Animals, Diets, and Feeding Regimen. Experiment 2 determined the effect of supplemental N source on feed intake, digestibility, and plasma metabolite concentration in beef steers fed basal diets of hay from a 9-wk regrowth of bahiagrass (Paspalum notatum), at the University of Florida-IFAS Range Cattle Research and Education Center (Ona, Florida). The hay contained 92.5% DM, 5.4% CP, 78.4% NDF, and 41.9% ADF (DM basis).

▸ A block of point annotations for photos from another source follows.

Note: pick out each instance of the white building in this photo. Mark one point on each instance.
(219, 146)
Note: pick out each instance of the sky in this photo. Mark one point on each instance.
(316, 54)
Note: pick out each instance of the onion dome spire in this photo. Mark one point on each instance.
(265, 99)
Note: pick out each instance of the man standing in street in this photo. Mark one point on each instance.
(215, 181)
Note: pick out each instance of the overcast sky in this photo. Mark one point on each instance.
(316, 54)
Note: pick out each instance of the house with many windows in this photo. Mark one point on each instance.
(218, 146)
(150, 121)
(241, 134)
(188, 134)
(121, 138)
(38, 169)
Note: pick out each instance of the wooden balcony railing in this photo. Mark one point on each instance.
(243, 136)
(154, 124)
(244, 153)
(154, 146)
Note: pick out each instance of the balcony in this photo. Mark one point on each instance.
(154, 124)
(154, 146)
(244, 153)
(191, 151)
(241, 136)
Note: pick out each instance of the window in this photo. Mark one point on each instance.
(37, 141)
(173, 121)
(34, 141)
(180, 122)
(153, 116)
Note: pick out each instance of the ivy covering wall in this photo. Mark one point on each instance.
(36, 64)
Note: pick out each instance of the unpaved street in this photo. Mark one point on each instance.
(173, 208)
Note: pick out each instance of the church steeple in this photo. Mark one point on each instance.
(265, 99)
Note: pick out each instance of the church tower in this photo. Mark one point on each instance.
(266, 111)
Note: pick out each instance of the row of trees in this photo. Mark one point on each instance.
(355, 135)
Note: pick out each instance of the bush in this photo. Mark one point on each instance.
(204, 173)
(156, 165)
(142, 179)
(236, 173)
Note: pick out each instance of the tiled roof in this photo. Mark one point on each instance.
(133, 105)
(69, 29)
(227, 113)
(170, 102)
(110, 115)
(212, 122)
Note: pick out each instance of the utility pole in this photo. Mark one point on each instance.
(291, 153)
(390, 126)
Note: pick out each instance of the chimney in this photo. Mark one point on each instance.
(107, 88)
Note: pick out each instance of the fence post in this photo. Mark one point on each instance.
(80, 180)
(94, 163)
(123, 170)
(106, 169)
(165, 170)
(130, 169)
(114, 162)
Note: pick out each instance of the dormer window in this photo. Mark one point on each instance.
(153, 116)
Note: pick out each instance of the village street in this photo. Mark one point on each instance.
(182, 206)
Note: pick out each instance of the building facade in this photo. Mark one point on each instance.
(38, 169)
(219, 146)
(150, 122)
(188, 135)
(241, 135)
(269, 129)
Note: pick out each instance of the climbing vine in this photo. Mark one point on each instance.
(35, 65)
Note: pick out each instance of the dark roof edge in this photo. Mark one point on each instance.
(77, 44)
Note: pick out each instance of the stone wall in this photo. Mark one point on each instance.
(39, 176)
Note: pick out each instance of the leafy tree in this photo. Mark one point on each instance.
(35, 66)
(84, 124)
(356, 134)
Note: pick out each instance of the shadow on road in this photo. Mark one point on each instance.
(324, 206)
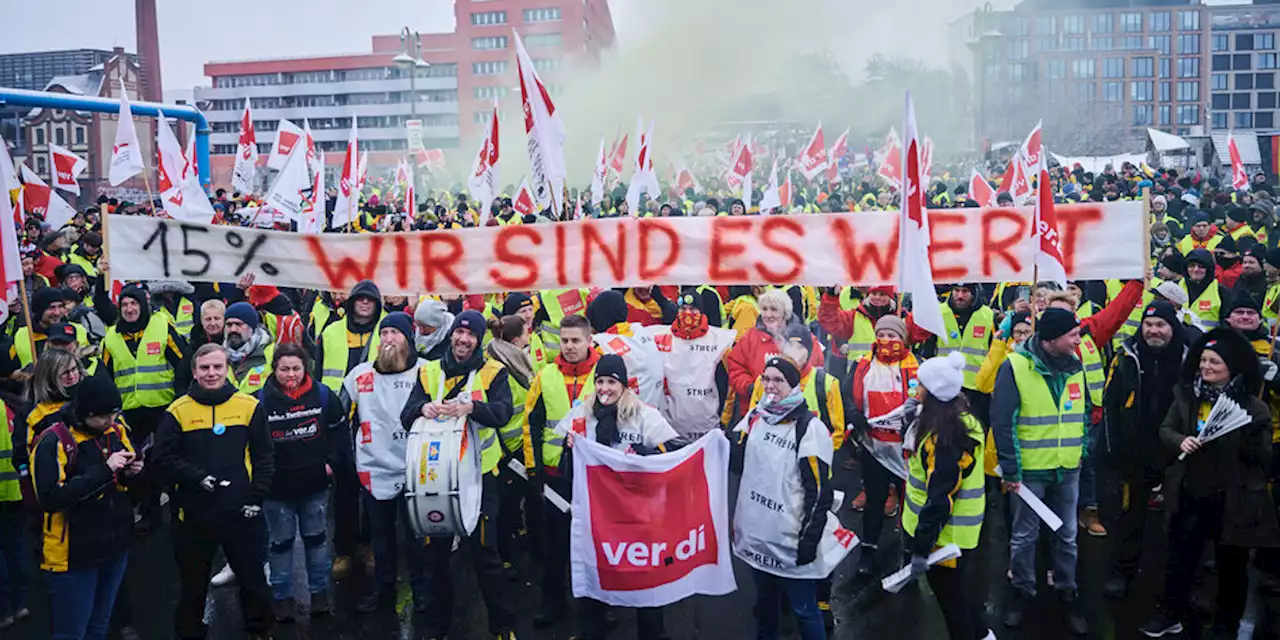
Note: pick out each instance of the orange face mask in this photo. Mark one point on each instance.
(890, 350)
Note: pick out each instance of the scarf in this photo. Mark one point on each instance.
(775, 411)
(515, 359)
(257, 339)
(690, 324)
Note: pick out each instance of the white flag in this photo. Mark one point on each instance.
(915, 273)
(348, 188)
(246, 155)
(545, 133)
(287, 136)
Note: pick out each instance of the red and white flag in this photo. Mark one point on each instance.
(915, 273)
(1045, 238)
(524, 202)
(888, 159)
(287, 135)
(348, 182)
(67, 168)
(650, 530)
(981, 191)
(835, 155)
(483, 183)
(1239, 178)
(39, 199)
(126, 152)
(246, 154)
(813, 159)
(545, 132)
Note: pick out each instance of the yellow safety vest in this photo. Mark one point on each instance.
(557, 405)
(1050, 434)
(973, 344)
(144, 376)
(968, 504)
(432, 375)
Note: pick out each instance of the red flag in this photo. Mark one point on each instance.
(813, 159)
(1239, 178)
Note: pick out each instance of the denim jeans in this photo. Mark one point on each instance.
(83, 598)
(287, 519)
(800, 594)
(13, 556)
(1061, 498)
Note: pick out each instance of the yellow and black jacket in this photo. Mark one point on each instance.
(87, 517)
(220, 434)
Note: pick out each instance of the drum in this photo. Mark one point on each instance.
(442, 476)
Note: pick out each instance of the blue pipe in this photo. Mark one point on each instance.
(104, 105)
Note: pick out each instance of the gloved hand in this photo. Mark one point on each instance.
(919, 566)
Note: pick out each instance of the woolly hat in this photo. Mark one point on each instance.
(242, 311)
(96, 396)
(612, 366)
(1055, 323)
(432, 312)
(397, 320)
(472, 321)
(942, 376)
(891, 323)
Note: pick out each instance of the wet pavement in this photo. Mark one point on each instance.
(860, 608)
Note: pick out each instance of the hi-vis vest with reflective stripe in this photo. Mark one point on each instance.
(334, 342)
(1050, 435)
(557, 405)
(9, 488)
(144, 376)
(1208, 306)
(432, 375)
(967, 506)
(1095, 370)
(23, 344)
(973, 344)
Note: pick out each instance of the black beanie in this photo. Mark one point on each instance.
(612, 366)
(1055, 323)
(96, 396)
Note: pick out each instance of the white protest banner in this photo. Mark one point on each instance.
(1098, 241)
(650, 530)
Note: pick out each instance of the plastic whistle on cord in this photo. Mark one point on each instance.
(1037, 506)
(895, 581)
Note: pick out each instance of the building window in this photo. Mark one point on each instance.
(1130, 22)
(1188, 21)
(1139, 91)
(489, 42)
(483, 19)
(549, 14)
(535, 40)
(1082, 68)
(1188, 67)
(1188, 44)
(1112, 68)
(490, 68)
(1112, 91)
(1143, 67)
(1142, 115)
(1188, 91)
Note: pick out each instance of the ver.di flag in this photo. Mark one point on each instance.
(650, 530)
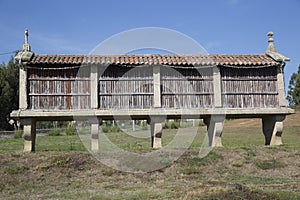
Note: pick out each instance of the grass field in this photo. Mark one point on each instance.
(244, 168)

Four yearling Braford steers with 254 ± 22 kg of BW were randomly assigned to 1 of 4 DCP-based supplements fortified with no N supplement (control) or supplements in which CP was predominantly supplied from UR, SBM, or SP. Protein-supplemented diets were formulated to be isonitrogenous (11.9% CP), and all diets were formulated to be isocaloric (66% TDN; DM basis) and to meet the nutrient requirements of the steers (NRC, 2000), except that protein requirements were not met by the control diet. Urea, SBM, and SP accounted for 44, 39, and 32% of total dietary CP and 82, 65, and 54% of total supplement CP in the respective diets (DM basis). Sulfur was not limiting in the urea diet.

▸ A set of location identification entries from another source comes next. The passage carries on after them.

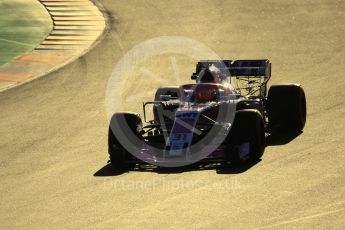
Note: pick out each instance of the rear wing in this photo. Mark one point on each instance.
(238, 68)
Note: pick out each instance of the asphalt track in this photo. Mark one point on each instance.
(53, 130)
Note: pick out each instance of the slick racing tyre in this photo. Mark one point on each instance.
(246, 139)
(286, 107)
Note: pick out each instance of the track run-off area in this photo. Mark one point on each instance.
(53, 146)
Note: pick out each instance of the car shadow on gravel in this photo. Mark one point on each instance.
(273, 139)
(108, 170)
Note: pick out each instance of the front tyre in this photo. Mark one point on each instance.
(246, 139)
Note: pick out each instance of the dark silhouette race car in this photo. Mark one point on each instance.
(224, 117)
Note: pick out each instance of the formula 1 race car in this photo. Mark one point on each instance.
(224, 117)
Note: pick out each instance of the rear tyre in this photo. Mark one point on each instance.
(248, 129)
(118, 154)
(286, 107)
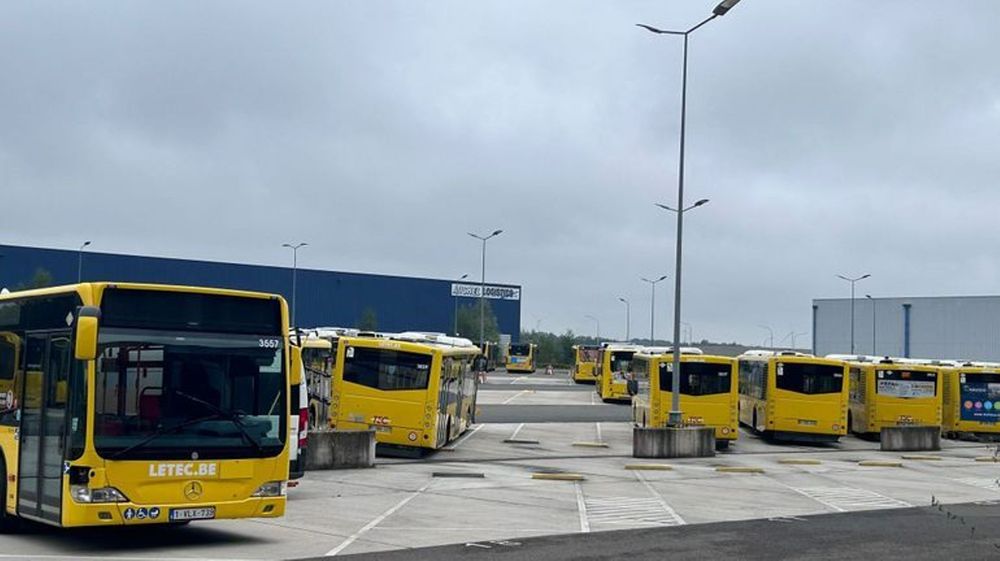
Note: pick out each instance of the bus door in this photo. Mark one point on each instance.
(48, 359)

The experiment had a 4 x 4 Latin square design with four 21-d periods, each consisting of 14 d of diet acclimation followed by 7 d of total feces collection. Steers were individually housed in covered (15 m²) pens and fed concentrates (3.3 kg/d) in 2 equal meals at 0900 and 1700 h during the adaptation period. During the 7-d trial period, steers were housed in metabolism crates, and daily fecal output was collected in a pan placed behind the crates. The bahiagrass hay was ground to pass a 2.5-cm screen using a hay grinder (Haybuster 2544, Haybuster Agricultural Products, Jamestown, ND) and offered separately for ad libitum consumption. Steers had free-choice access to water and trace mineral-containing salt blocks throughout the study.

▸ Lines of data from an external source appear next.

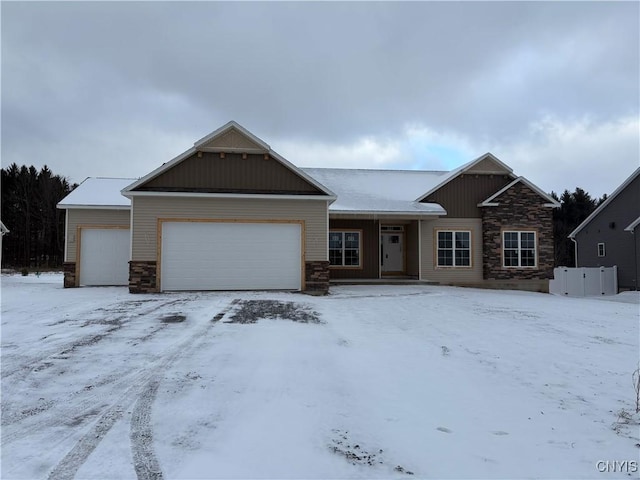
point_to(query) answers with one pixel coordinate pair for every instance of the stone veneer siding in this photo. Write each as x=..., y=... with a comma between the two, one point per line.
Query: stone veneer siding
x=142, y=277
x=317, y=277
x=69, y=269
x=520, y=209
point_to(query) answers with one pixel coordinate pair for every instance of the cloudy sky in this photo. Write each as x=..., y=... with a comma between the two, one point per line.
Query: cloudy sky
x=116, y=89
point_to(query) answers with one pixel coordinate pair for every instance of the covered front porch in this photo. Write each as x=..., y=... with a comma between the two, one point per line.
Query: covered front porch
x=378, y=249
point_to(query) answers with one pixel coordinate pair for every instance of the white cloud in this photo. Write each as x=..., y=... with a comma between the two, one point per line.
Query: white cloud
x=556, y=154
x=364, y=152
x=559, y=154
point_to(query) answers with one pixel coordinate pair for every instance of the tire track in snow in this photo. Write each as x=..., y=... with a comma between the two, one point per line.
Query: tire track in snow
x=141, y=434
x=61, y=351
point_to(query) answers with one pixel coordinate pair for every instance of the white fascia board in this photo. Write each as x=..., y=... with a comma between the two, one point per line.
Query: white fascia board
x=93, y=207
x=230, y=195
x=387, y=213
x=604, y=204
x=162, y=168
x=490, y=203
x=229, y=126
x=465, y=167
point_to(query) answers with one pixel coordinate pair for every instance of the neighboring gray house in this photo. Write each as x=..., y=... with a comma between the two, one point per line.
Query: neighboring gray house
x=611, y=234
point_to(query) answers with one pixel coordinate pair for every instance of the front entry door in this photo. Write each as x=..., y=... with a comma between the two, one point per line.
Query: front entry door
x=391, y=252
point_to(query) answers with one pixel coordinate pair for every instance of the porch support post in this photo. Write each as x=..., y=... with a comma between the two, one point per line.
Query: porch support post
x=379, y=250
x=419, y=249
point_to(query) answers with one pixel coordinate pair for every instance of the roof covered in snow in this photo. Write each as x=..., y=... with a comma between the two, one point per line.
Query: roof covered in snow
x=379, y=191
x=95, y=192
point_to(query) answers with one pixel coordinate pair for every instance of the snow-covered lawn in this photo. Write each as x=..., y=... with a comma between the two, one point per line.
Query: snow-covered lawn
x=437, y=381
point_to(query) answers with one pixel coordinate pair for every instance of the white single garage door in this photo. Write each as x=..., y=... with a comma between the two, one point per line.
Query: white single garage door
x=104, y=256
x=230, y=256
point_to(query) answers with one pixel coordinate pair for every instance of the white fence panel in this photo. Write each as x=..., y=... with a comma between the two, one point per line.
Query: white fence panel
x=584, y=282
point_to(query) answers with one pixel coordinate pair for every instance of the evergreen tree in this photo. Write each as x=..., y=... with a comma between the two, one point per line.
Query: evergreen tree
x=574, y=208
x=29, y=199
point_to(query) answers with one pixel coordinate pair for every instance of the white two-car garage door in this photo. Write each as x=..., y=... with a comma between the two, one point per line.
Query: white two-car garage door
x=104, y=256
x=230, y=256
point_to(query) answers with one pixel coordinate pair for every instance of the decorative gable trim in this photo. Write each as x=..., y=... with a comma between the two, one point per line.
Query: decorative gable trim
x=604, y=204
x=244, y=141
x=502, y=170
x=232, y=137
x=491, y=201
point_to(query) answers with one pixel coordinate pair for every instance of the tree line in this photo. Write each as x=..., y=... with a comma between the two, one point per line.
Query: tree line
x=36, y=238
x=36, y=226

Sampling and Analysis. The concentrates and hay were subsampled each week and frozen (–25°C) until analyzed. To determine daily DMI, the refused concentrates and hay were collected just before the morning feeding and analyzed for DM. The daily total fecal output of each steer was weighed, mixed, subsampled, composited for each period, and subsampled again for analysis of DM, CP, and NDF. On d 3 and 5 of each collection period, blood samples were collected by coccygeal venipuncture into evacuated tubes containing sodium heparin anticoagulant (Becton Dickinson, Franklin Lakes, NJ) and immediately placed on ice. The tubes were centrifuged at 2,000 x g for 30 min, and the plasma was frozen at –20°C until analyzed for plasma urea N and glucose.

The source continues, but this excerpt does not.